PNP rejects JLP’s crime victory lap
... cites constitutional breach over SOEs, high murder toll under Holness tenure
While the Jamaica Labour Party (JLP) accepts that there is still work to be done in tackling crime islandwide, it insists that the steady decline in murders is reason enough for voters to return the party to Government in the next general election.
Deputy Prime Minister and National Security Minister Dr Horace Chang said the Government’s efforts have begun to yield results, with murders decreasing and law enforcement becoming more effective. This, the JLP believes, has blunted the Opposition’s rhetoric on one of the nation’s most pressing issues.
Chang was speaking at a special Gleaner Editors’ Forum last Thursday, responding to critics who questioned the dramatic fall in murders since the start of the year and the weight it holds going into the looming general election. Days later, at another Gleaner Editors’ forum, Opposition Spokesman on Citizen Security and Productivity Peter Bunting chided the JLP for gaslighting the public with such arguments.
“We needed five years to build out a police force that could deal with the level of crime in the society, and we are seeing it now. And the impact is not only now,” stated Chang, noting that years ago, the target was for fewer than 20 murders in one week. Now, the country is averaging 10, he said.
“The decline started when we got near to 14,000 police officers. We had, in fact, begun to satisfy their transportation and communication problems. You can look at the numbers starting September 2024. It came right after [police] graduation, when we graduated about 300 or so,” said Chang, who claimed that Jamaica has seen 20 weeks with fewer than 20 murders.
“When we get that kind of response in a service like the police force, we are on a trend. The criminals who have been taken to prison and the criminals who have died in shoot-outs are not going to come back to start another wave of crime, and the police force is not going to drop back to 10,000,” he said.
Backing up Chang’s claims, JLP Senator Marlon Morgan emphasised that the trend began in 2023 with an eight per cent reduction in murders. That figure increased to 19 per cent in 2024, and the current year-to-date decrease stands at around 40 per cent.
“The sustained reduction in murders that we are seeing is not on account of the police going around and shooting down Jamaicans. That is absolutely not the case. Unfortunately, I’ve picked up that kind of sentiment and commentary on social media and elsewhere among some observers,” said Morgan, who, last month, championed a pushback against critics, calling for greater accountability within the police force.
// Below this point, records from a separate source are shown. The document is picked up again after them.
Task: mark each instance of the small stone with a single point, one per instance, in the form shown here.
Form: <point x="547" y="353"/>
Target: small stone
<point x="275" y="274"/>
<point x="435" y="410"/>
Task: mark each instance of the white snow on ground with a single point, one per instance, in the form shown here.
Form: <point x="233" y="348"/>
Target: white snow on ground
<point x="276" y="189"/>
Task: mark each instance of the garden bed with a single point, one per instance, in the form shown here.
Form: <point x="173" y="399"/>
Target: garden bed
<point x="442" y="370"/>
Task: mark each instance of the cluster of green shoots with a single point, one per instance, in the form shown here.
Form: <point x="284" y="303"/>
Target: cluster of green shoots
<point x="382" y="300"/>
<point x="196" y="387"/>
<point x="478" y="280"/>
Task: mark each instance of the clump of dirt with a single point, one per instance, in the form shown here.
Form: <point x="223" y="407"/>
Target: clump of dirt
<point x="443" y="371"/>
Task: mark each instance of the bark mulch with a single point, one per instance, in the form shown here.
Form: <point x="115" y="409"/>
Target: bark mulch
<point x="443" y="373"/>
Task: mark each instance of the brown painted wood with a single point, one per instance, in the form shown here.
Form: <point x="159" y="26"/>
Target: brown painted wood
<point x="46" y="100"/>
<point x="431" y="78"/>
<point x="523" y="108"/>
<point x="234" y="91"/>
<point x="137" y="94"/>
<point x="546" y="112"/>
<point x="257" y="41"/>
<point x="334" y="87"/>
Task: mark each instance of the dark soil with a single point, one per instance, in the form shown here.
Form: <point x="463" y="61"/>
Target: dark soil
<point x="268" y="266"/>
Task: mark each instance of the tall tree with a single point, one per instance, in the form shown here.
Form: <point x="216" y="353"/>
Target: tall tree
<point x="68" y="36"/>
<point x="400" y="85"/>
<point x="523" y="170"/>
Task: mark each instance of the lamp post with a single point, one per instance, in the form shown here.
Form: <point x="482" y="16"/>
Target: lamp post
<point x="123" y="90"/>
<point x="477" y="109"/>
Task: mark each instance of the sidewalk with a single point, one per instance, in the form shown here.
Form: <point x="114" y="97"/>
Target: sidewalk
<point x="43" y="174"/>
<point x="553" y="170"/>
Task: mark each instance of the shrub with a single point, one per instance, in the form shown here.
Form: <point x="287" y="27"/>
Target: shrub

He also defended the Government’s law-and-order policies, noting that focused deterrence, legislative reform, and tactical deployment have made a difference in hotspots.
The Government has projected that murders could fall below 1,000 – a first since 2003, when 976 cases were recorded. In 2014, there were 1,005 murders.
However, the JLP’s celebration of falling crime rates has not gone unchallenged. Just days after Chang’s remarks, Bunting dismissed the Government’s narrative as both misleading and disrespectful to the Jamaican public.
“More Jamaicans have been murdered during PM Holness’ two terms in office than in any other two terms in the history of Jamaica. How can that be deemed a success?” he asked. “For the first eight years of this administration, when the principal strategy responding to violent crime was the serial and routine use of [states of emergency, SOEs], 2,300 more Jamaicans were murdered than if the annual average of the previous PNP administration had just been maintained.”
The Supreme Court recently found that the routine use of SOEs as a crime-fighting tool violated the Constitution.
Bunting attributed the murder reduction to “focused deterrence” – a crime-fighting strategy that the PNP has long lobbied for, he charged.
“In fact, the leader of the Opposition had developed a brief for legislation to achieve a targeted approach to the repeat violent offenders – effectively, a tool for targeted policing (i. e. spearfishing) rather than the SOE’s net-fishing approach,” said Bunting.